I always have a journal and pen next to my bed so when creativity beckons, I can jot down my notes. Sometimes it’s a sketch with a design idea, sometimes it’s a combination of colours, it could even be a series of pieces that connect me somehow to my roots, either historically or naturally to the world in which I live. That is the beginning.
Having been at home since mid-March my laundry line is all comfy pants and black-and-white dress tops (online classroom dress code). I find myself craving colour and style. Craving creativity. Lucky for me, I was recently selected to receive a scholarship for fibre artist Fiona Duthie’s online workshop Felted Garments.
And so, the work begins.
Structure, fit, and design.
In delicate, wispy tufts I lay out the fine merino wool. Having recently visited Cape Breton for the first time, I fell madly for the rich red sand of Inverness Beach, the smooth stones and flotsam scattered wildly along the shore by the rich, dark and deep blue Atlantic Ocean. This is my inspiration. A divine memory, recalled through photographs, sustained through fibre into fabric. The ever-changing coastline wrapping my body in a delicious and bold hug. Like the waves on the shore, this piece can be worn in a variety of ways, to suit the mood or scene.

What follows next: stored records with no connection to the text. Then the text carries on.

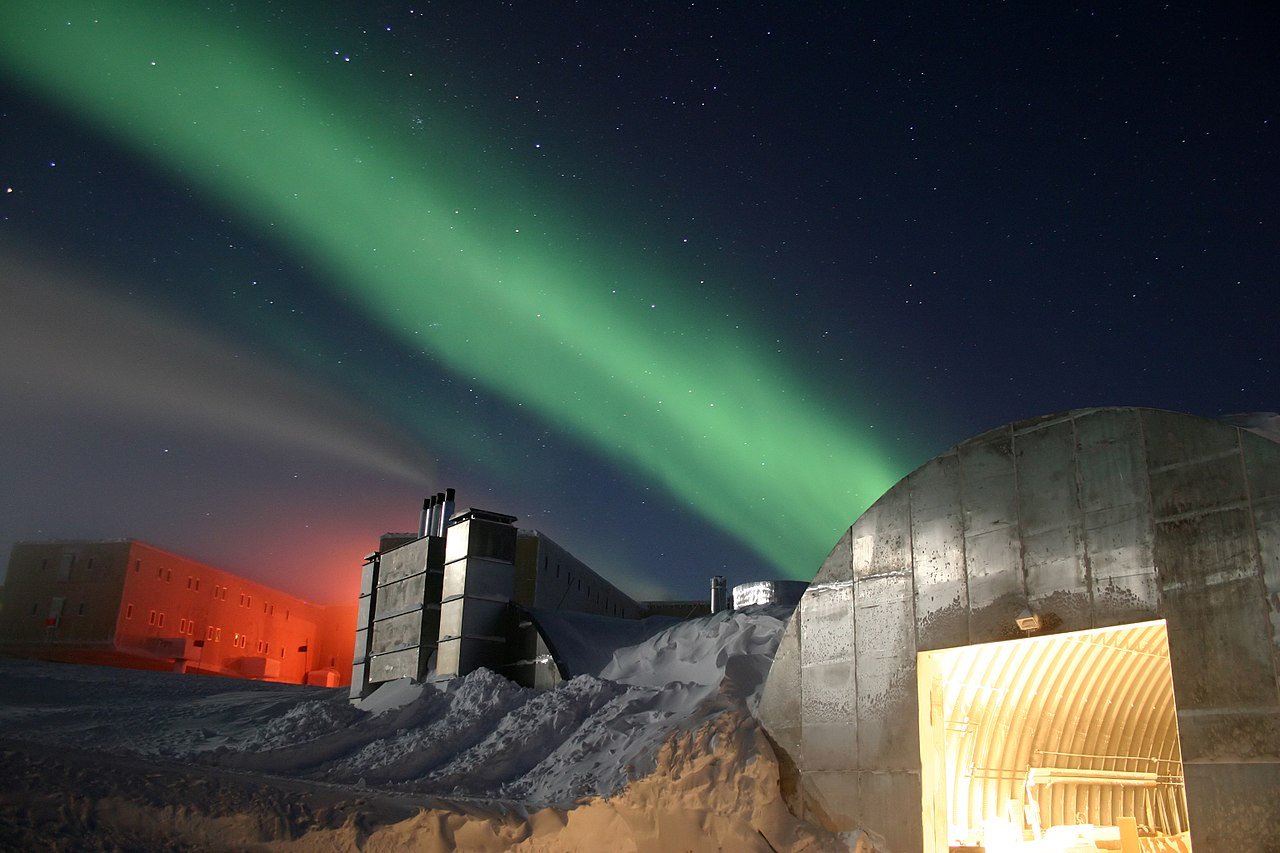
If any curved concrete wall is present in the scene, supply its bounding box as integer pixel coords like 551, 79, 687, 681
759, 409, 1280, 850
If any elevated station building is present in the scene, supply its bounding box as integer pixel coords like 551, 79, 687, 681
759, 409, 1280, 853
0, 539, 356, 686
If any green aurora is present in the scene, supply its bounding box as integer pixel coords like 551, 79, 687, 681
0, 0, 904, 576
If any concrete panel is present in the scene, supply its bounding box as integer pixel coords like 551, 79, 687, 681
1149, 447, 1245, 520
1014, 420, 1080, 537
1075, 409, 1148, 514
800, 661, 859, 770
369, 610, 422, 654
959, 430, 1018, 537
792, 580, 855, 666
1139, 409, 1239, 470
1239, 430, 1280, 503
813, 528, 854, 583
1175, 701, 1280, 763
854, 574, 920, 770
1084, 502, 1160, 628
858, 771, 924, 850
1156, 510, 1277, 710
800, 770, 863, 833
1183, 763, 1280, 853
965, 525, 1028, 643
908, 453, 969, 649
1253, 494, 1280, 678
756, 611, 801, 727
852, 488, 911, 580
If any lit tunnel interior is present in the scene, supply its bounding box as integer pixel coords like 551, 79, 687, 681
919, 620, 1189, 852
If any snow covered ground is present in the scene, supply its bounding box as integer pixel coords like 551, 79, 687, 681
0, 607, 858, 850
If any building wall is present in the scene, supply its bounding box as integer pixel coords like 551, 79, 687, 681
759, 409, 1280, 850
0, 540, 355, 683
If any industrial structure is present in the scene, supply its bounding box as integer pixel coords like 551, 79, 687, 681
0, 539, 356, 686
759, 409, 1280, 852
351, 489, 709, 697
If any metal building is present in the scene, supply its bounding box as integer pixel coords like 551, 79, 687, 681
759, 409, 1280, 852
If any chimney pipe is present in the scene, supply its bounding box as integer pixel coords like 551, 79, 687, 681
436, 489, 454, 537
712, 575, 728, 613
417, 498, 434, 539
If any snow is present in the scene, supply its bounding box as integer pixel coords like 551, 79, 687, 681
0, 607, 860, 849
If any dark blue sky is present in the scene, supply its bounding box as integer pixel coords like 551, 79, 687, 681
0, 3, 1280, 599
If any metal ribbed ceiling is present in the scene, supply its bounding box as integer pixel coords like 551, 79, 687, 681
920, 621, 1187, 835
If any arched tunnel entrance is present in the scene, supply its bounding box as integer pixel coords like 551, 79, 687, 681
918, 620, 1190, 853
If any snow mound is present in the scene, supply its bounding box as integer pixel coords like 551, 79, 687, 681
0, 607, 790, 806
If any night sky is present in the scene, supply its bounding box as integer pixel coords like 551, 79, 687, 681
0, 0, 1280, 601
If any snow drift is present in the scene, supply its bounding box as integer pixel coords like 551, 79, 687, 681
0, 607, 865, 850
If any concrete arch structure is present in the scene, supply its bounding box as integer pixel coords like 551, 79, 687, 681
759, 409, 1280, 852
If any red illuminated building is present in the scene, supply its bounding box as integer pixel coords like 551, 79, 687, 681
0, 539, 356, 686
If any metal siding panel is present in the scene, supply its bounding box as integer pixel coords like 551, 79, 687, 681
376, 573, 426, 619
369, 648, 421, 684
370, 610, 422, 654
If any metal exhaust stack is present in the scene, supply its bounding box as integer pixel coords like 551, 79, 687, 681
417, 497, 435, 539
426, 492, 444, 537
712, 575, 728, 613
435, 489, 454, 537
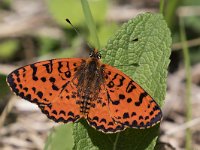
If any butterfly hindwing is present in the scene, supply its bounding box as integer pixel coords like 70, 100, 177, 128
7, 58, 83, 122
87, 91, 124, 133
105, 65, 162, 128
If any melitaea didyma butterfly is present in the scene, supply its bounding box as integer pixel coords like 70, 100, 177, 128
7, 50, 162, 133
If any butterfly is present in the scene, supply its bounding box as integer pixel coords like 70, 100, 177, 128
7, 49, 162, 133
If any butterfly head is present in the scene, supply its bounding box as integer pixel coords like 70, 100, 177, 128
89, 49, 101, 59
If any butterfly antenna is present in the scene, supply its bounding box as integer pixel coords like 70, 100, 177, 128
66, 18, 93, 51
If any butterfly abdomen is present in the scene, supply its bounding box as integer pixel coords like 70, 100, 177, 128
75, 58, 104, 115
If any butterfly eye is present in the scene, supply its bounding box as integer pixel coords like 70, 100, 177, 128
97, 53, 101, 59
89, 52, 93, 57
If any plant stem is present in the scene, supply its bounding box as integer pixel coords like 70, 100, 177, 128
160, 0, 165, 14
179, 17, 192, 150
81, 0, 100, 49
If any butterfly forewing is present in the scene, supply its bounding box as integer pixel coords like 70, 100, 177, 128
7, 58, 83, 122
105, 65, 162, 128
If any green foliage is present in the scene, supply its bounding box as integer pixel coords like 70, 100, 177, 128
73, 13, 171, 150
47, 0, 108, 26
0, 40, 19, 59
44, 124, 74, 150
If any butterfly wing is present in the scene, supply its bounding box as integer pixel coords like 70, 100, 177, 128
87, 88, 124, 133
105, 65, 162, 128
7, 58, 83, 123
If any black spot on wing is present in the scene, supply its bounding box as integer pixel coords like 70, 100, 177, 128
126, 81, 136, 93
30, 64, 38, 81
43, 60, 53, 74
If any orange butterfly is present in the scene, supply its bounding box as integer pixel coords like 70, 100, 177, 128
7, 50, 162, 133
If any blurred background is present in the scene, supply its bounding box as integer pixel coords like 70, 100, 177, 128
0, 0, 200, 150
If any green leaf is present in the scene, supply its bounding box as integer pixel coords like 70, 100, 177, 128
47, 0, 108, 28
73, 13, 172, 150
44, 124, 74, 150
0, 40, 19, 59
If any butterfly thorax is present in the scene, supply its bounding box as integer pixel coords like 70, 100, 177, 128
75, 57, 104, 115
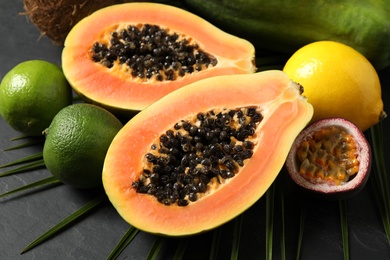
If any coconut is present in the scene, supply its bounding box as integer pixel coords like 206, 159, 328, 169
23, 0, 152, 45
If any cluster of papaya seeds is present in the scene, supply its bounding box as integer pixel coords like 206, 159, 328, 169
62, 3, 256, 115
103, 70, 313, 236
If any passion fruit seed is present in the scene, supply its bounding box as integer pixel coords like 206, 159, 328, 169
296, 126, 359, 185
91, 24, 217, 81
132, 107, 263, 206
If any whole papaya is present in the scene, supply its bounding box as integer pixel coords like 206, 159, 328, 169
184, 0, 390, 69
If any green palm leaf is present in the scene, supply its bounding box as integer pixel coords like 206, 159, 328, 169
107, 227, 139, 260
21, 195, 106, 254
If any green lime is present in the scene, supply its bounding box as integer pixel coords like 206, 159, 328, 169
43, 103, 123, 188
0, 60, 72, 136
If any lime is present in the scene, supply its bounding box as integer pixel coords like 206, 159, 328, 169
0, 60, 72, 136
43, 103, 122, 188
283, 41, 386, 131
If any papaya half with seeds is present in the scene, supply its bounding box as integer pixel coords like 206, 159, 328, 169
62, 3, 256, 116
102, 70, 313, 236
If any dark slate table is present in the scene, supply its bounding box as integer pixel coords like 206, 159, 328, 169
0, 0, 390, 260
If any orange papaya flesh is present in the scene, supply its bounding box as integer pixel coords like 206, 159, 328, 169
102, 71, 313, 236
62, 3, 256, 113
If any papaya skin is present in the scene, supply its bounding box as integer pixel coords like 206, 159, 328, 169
183, 0, 390, 69
103, 71, 313, 236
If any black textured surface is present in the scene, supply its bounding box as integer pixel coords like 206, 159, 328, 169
0, 0, 390, 260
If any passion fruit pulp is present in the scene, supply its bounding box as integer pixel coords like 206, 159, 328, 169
286, 118, 371, 199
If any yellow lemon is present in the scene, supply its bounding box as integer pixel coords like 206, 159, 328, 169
283, 41, 386, 131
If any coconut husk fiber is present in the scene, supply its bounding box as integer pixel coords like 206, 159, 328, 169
24, 0, 152, 45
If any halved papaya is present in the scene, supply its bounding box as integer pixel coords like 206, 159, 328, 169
102, 71, 313, 236
62, 3, 256, 112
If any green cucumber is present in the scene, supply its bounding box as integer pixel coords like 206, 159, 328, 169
183, 0, 390, 69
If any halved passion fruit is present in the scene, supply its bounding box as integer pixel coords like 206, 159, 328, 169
286, 118, 371, 199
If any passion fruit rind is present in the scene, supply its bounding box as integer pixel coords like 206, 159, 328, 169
286, 118, 371, 199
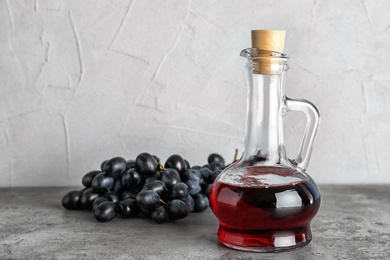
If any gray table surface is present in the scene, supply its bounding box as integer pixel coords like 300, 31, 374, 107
0, 185, 390, 260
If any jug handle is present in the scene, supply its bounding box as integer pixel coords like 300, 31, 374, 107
286, 97, 320, 171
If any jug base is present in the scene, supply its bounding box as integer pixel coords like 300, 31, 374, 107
218, 227, 312, 253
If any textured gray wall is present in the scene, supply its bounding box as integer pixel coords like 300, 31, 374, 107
0, 0, 390, 187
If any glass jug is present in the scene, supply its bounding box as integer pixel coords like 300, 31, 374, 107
210, 30, 321, 252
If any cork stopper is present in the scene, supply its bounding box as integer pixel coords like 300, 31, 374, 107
249, 30, 288, 75
251, 30, 286, 53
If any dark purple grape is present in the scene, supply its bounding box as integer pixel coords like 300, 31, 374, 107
94, 201, 117, 222
92, 172, 114, 193
142, 180, 167, 196
61, 190, 82, 210
112, 176, 125, 197
151, 206, 169, 224
180, 195, 195, 212
104, 191, 120, 204
171, 182, 189, 199
136, 190, 161, 212
135, 153, 157, 176
207, 153, 225, 167
81, 171, 101, 188
100, 160, 108, 172
144, 172, 161, 185
122, 168, 141, 190
185, 180, 202, 195
92, 196, 109, 211
193, 193, 209, 212
118, 198, 140, 218
208, 169, 222, 183
161, 168, 181, 190
126, 160, 135, 169
164, 154, 186, 174
180, 169, 203, 182
80, 188, 100, 209
122, 190, 138, 200
168, 199, 189, 220
104, 157, 126, 177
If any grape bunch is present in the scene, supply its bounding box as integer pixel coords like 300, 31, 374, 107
62, 153, 225, 224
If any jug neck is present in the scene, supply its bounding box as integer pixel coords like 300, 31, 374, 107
242, 49, 288, 165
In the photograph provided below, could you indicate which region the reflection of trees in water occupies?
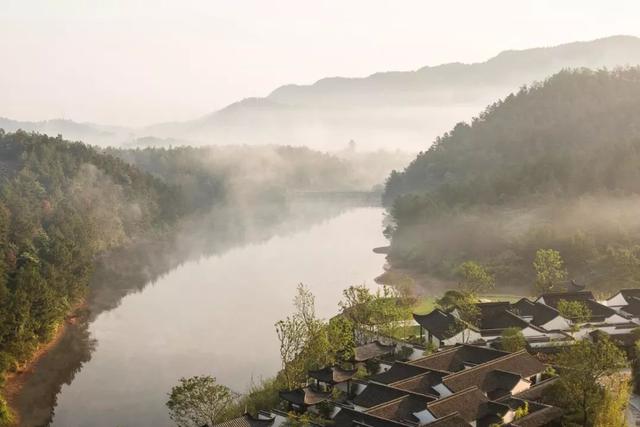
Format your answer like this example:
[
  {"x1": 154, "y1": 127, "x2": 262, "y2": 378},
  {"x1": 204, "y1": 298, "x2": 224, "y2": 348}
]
[
  {"x1": 13, "y1": 310, "x2": 96, "y2": 426},
  {"x1": 21, "y1": 200, "x2": 376, "y2": 425}
]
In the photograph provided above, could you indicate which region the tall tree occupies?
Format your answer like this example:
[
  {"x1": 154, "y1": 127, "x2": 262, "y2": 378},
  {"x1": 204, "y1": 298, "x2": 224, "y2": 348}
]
[
  {"x1": 457, "y1": 261, "x2": 496, "y2": 295},
  {"x1": 533, "y1": 249, "x2": 567, "y2": 293},
  {"x1": 550, "y1": 336, "x2": 627, "y2": 427},
  {"x1": 166, "y1": 376, "x2": 237, "y2": 427}
]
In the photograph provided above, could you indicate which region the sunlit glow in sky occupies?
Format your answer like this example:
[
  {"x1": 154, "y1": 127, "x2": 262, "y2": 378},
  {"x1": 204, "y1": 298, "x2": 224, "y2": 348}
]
[{"x1": 0, "y1": 0, "x2": 640, "y2": 126}]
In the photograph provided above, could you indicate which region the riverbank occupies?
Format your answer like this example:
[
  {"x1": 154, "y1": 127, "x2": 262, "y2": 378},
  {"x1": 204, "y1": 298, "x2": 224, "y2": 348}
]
[{"x1": 2, "y1": 301, "x2": 88, "y2": 426}]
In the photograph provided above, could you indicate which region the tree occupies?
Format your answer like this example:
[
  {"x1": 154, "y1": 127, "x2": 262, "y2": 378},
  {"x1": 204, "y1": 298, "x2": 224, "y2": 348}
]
[
  {"x1": 500, "y1": 327, "x2": 527, "y2": 353},
  {"x1": 275, "y1": 316, "x2": 306, "y2": 390},
  {"x1": 436, "y1": 290, "x2": 480, "y2": 327},
  {"x1": 593, "y1": 374, "x2": 631, "y2": 427},
  {"x1": 457, "y1": 261, "x2": 496, "y2": 295},
  {"x1": 166, "y1": 376, "x2": 237, "y2": 427},
  {"x1": 338, "y1": 285, "x2": 375, "y2": 332},
  {"x1": 558, "y1": 300, "x2": 591, "y2": 332},
  {"x1": 550, "y1": 336, "x2": 627, "y2": 426},
  {"x1": 533, "y1": 249, "x2": 567, "y2": 293}
]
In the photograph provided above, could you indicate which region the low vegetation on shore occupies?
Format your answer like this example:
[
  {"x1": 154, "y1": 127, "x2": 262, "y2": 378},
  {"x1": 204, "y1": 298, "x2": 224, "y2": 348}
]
[{"x1": 384, "y1": 68, "x2": 640, "y2": 292}]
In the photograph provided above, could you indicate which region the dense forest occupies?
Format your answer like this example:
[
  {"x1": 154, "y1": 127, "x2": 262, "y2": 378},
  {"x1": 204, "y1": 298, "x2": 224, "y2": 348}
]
[
  {"x1": 384, "y1": 68, "x2": 640, "y2": 290},
  {"x1": 0, "y1": 129, "x2": 398, "y2": 424},
  {"x1": 0, "y1": 130, "x2": 190, "y2": 418},
  {"x1": 106, "y1": 142, "x2": 410, "y2": 208}
]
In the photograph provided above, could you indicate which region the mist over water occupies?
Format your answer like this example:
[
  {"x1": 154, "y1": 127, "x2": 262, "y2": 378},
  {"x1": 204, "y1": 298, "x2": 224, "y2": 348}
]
[{"x1": 52, "y1": 207, "x2": 386, "y2": 427}]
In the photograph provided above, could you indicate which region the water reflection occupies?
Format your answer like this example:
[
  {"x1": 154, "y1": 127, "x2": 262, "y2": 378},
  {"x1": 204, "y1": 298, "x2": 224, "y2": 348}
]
[{"x1": 18, "y1": 203, "x2": 384, "y2": 426}]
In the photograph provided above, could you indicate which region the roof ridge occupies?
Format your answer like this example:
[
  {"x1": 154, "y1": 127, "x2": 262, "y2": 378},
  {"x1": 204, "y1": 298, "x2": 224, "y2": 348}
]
[
  {"x1": 427, "y1": 385, "x2": 484, "y2": 409},
  {"x1": 388, "y1": 369, "x2": 451, "y2": 394},
  {"x1": 442, "y1": 349, "x2": 533, "y2": 382}
]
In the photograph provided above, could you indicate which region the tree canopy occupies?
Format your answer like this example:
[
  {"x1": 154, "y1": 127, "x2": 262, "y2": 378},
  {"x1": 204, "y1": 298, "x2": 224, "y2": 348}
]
[{"x1": 384, "y1": 68, "x2": 640, "y2": 290}]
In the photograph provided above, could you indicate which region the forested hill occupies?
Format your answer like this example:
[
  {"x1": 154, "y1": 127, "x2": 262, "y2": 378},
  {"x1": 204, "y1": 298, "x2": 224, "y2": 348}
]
[
  {"x1": 384, "y1": 68, "x2": 640, "y2": 292},
  {"x1": 0, "y1": 130, "x2": 182, "y2": 424}
]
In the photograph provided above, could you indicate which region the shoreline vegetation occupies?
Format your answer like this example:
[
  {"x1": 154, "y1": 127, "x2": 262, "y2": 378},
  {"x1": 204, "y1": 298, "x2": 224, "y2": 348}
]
[
  {"x1": 2, "y1": 301, "x2": 88, "y2": 426},
  {"x1": 0, "y1": 129, "x2": 396, "y2": 425},
  {"x1": 383, "y1": 67, "x2": 640, "y2": 293}
]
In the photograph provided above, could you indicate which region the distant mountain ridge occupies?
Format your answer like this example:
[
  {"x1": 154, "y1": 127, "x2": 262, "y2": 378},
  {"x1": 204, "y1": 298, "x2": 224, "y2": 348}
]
[
  {"x1": 146, "y1": 36, "x2": 640, "y2": 149},
  {"x1": 267, "y1": 36, "x2": 640, "y2": 105},
  {"x1": 0, "y1": 36, "x2": 640, "y2": 150}
]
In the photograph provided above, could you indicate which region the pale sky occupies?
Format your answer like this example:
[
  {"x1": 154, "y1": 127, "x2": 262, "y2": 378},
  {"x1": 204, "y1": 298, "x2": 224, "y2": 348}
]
[{"x1": 0, "y1": 0, "x2": 640, "y2": 126}]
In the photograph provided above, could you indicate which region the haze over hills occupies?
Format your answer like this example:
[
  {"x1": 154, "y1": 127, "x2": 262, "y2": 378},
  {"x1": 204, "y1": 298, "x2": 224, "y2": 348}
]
[
  {"x1": 0, "y1": 36, "x2": 640, "y2": 151},
  {"x1": 142, "y1": 36, "x2": 640, "y2": 149}
]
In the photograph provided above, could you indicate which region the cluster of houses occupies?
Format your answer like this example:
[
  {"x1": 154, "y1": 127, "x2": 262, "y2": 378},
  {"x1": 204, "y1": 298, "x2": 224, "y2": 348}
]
[
  {"x1": 414, "y1": 289, "x2": 640, "y2": 353},
  {"x1": 215, "y1": 289, "x2": 640, "y2": 427}
]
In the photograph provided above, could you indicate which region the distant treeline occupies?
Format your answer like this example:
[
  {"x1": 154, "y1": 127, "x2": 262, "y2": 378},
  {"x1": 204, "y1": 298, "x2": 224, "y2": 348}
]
[
  {"x1": 0, "y1": 130, "x2": 185, "y2": 424},
  {"x1": 0, "y1": 129, "x2": 404, "y2": 425},
  {"x1": 105, "y1": 143, "x2": 410, "y2": 208},
  {"x1": 384, "y1": 68, "x2": 640, "y2": 288}
]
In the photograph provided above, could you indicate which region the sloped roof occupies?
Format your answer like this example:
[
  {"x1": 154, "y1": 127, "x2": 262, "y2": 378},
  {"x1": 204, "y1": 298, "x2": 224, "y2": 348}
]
[
  {"x1": 309, "y1": 366, "x2": 356, "y2": 384},
  {"x1": 479, "y1": 369, "x2": 522, "y2": 399},
  {"x1": 353, "y1": 382, "x2": 407, "y2": 408},
  {"x1": 409, "y1": 344, "x2": 510, "y2": 372},
  {"x1": 333, "y1": 408, "x2": 415, "y2": 427},
  {"x1": 622, "y1": 298, "x2": 640, "y2": 317},
  {"x1": 583, "y1": 300, "x2": 618, "y2": 322},
  {"x1": 512, "y1": 298, "x2": 560, "y2": 326},
  {"x1": 429, "y1": 412, "x2": 471, "y2": 427},
  {"x1": 413, "y1": 308, "x2": 465, "y2": 340},
  {"x1": 370, "y1": 362, "x2": 429, "y2": 384},
  {"x1": 442, "y1": 350, "x2": 545, "y2": 392},
  {"x1": 480, "y1": 310, "x2": 529, "y2": 330},
  {"x1": 393, "y1": 371, "x2": 449, "y2": 396},
  {"x1": 508, "y1": 406, "x2": 562, "y2": 427},
  {"x1": 278, "y1": 387, "x2": 331, "y2": 406},
  {"x1": 538, "y1": 291, "x2": 595, "y2": 309},
  {"x1": 215, "y1": 414, "x2": 275, "y2": 427},
  {"x1": 353, "y1": 341, "x2": 396, "y2": 362},
  {"x1": 514, "y1": 377, "x2": 560, "y2": 402},
  {"x1": 609, "y1": 289, "x2": 640, "y2": 303},
  {"x1": 367, "y1": 394, "x2": 435, "y2": 423},
  {"x1": 427, "y1": 387, "x2": 509, "y2": 422}
]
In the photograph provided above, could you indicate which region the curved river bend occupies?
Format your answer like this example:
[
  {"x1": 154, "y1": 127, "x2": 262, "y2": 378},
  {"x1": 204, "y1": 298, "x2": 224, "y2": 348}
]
[{"x1": 52, "y1": 207, "x2": 386, "y2": 427}]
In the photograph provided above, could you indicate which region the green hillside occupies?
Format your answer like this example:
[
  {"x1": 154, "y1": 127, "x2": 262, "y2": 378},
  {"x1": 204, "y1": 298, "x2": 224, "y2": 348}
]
[{"x1": 384, "y1": 68, "x2": 640, "y2": 294}]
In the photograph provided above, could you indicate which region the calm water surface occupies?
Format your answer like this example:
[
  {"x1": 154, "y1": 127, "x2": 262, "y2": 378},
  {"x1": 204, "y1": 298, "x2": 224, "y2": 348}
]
[{"x1": 53, "y1": 208, "x2": 386, "y2": 427}]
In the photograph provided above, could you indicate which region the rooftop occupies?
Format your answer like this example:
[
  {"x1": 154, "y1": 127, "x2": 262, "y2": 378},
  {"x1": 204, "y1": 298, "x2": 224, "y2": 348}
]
[
  {"x1": 443, "y1": 350, "x2": 545, "y2": 393},
  {"x1": 309, "y1": 366, "x2": 356, "y2": 384},
  {"x1": 410, "y1": 344, "x2": 510, "y2": 372},
  {"x1": 413, "y1": 308, "x2": 465, "y2": 340},
  {"x1": 536, "y1": 291, "x2": 595, "y2": 309},
  {"x1": 353, "y1": 341, "x2": 396, "y2": 362},
  {"x1": 279, "y1": 387, "x2": 331, "y2": 406},
  {"x1": 216, "y1": 414, "x2": 274, "y2": 427}
]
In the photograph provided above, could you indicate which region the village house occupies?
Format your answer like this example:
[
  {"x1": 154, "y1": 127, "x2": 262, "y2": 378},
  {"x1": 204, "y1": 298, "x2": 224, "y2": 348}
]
[
  {"x1": 333, "y1": 344, "x2": 561, "y2": 427},
  {"x1": 414, "y1": 289, "x2": 640, "y2": 353}
]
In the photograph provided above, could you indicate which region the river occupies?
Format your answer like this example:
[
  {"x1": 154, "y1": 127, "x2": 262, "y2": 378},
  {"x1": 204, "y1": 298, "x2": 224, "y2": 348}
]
[{"x1": 43, "y1": 202, "x2": 386, "y2": 427}]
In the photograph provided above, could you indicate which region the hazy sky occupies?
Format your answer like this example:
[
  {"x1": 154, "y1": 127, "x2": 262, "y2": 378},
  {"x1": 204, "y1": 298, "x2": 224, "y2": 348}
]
[{"x1": 0, "y1": 0, "x2": 640, "y2": 125}]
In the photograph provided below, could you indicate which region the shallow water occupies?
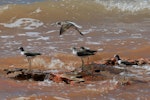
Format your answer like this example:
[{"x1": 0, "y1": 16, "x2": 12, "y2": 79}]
[{"x1": 0, "y1": 0, "x2": 150, "y2": 100}]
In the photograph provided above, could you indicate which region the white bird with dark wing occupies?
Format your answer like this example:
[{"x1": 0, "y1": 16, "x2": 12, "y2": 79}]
[
  {"x1": 18, "y1": 47, "x2": 41, "y2": 71},
  {"x1": 56, "y1": 21, "x2": 83, "y2": 36}
]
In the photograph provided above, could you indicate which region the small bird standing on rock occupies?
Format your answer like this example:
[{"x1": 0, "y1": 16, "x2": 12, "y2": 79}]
[
  {"x1": 56, "y1": 21, "x2": 83, "y2": 36},
  {"x1": 18, "y1": 47, "x2": 41, "y2": 71},
  {"x1": 114, "y1": 55, "x2": 136, "y2": 67}
]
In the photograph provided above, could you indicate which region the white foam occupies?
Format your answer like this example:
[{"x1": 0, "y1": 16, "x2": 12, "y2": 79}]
[
  {"x1": 86, "y1": 41, "x2": 101, "y2": 45},
  {"x1": 131, "y1": 33, "x2": 143, "y2": 38},
  {"x1": 36, "y1": 36, "x2": 49, "y2": 41},
  {"x1": 0, "y1": 18, "x2": 44, "y2": 30},
  {"x1": 0, "y1": 35, "x2": 15, "y2": 39},
  {"x1": 31, "y1": 7, "x2": 42, "y2": 14},
  {"x1": 133, "y1": 65, "x2": 150, "y2": 71},
  {"x1": 0, "y1": 5, "x2": 9, "y2": 13},
  {"x1": 26, "y1": 32, "x2": 41, "y2": 37},
  {"x1": 46, "y1": 30, "x2": 57, "y2": 33},
  {"x1": 95, "y1": 0, "x2": 150, "y2": 12}
]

A full layer of silk fabric gives the garment structural integrity. I measure my body and cut the silk. It’s lightweight, lustrous and white as snow. For my first project, the vest, I leave the silk white, creating almost indiscernible white-cap ruffles throughout the “ocean” and along the edge. But for my next garment, the capelet, I feel that internal burst that calls out for creative colour work.
Soaking the silk in a vinegar/water solution prepares the fabric to readily accept dye. Working with a 250cm × 45cm length of wet fine fabric is much easier in theory. In practice, working in my small kitchen, the silk clings together, heavy and draping in clumps when you pull it from the pre-soak bath. There is relief and excitement when I finally find the short edge. Slowly and steadily I dip in the end and watch as the silk readily absorbs the deep purple, as though it’s hungry for colour. And I understand the feeling.
I gradually immerse the rest of the fabric as the colours within the dye are changed from a rich blue to sky blue and into the lightest blue imaginable. The gradient colour change from deep purple to light blue is beautiful enough to wear on its own as a silk scarf (if it weren’t so large)! But it’s only though the felting and fulling of silk with wool that this fabric will have the structural form to become a garment.
There is a playfulness to the pieces I make - vibrant colours, brilliant silk inclusions and interesting forms - but do not let that deceive you: the process is long and trying. I work late into the night once my children are in bed. I must be careful to not rush past the table, a light breeze would displace my delicate wool layout in a cloudy disarray. I have to bend over a table or counter that is never the right height. I can: A) squat low with my feet apart to bend at the knees and not the back, or, B) stand on a stool to bed at the hips and not the back, but still, my back aches. I roll and shape the piece for hours over several days. I second guess my design and colour choices. I fight with my edges - willing them to straighten. I measure and roll and measure and roll over and again, trying on the wet garment and soaking my clothes, hoping for the fit perfect.
And it never is. What I make is not perfect, but it is good. It is strong and beautiful and warm, made with sustainable and renewable resources and it is enough. And a good enough garment is perfect for me.